Transcriptional cofactors Bcl9, Bcl9l (Montrer BCL9L Anticorps) and Pygo1 (Montrer PYGO1 Anticorps)/2 act independently of beta-catenin (Montrer CTNNB1 Anticorps) to ensure proper enamel formation.
ARX positively regulates Wnt (Montrer WNT2 Anticorps)/ beta-catenin (Montrer CTNNB1 Anticorps) signaling and the C-terminal domain of ARX interacts with the armadillo (Montrer PKP1 Anticorps) repeats in beta-catenin (Montrer CTNNB1 Anticorps) to promote Wnt (Montrer WNT2 Anticorps)/beta-catenin (Montrer CTNNB1 Anticorps) signaling. In addition, we found BCL9 and P300 (Montrer NOTCH1 Anticorps) also interact with ARX to modulate Wnt (Montrer WNT2 Anticorps)/beta-catenin (Montrer CTNNB1 Anticorps) signaling.

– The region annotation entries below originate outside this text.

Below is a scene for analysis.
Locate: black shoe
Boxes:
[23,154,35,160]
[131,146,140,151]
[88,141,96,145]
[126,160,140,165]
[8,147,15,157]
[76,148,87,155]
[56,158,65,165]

Study demonstrates that the Golgi resident protein GM130 (Montrer GOLGA2 Anticorps) activates the spindle assembly factor TPX2 (Montrer DAZL Anticorps) to nucleate microtubules around the Golgi and further captures them to couple mitotic membranes to the spindle.
Pax6 (Montrer PAX6 Anticorps), the master regulator of eye development, directly activates Bcl9/9l transcription.
These results suggest a critical role of BCL9/9-2 in the Wnt (Montrer WNT2 Anticorps)-mediated regulation of adult, as opposed to embryonic, myogenic progenitors.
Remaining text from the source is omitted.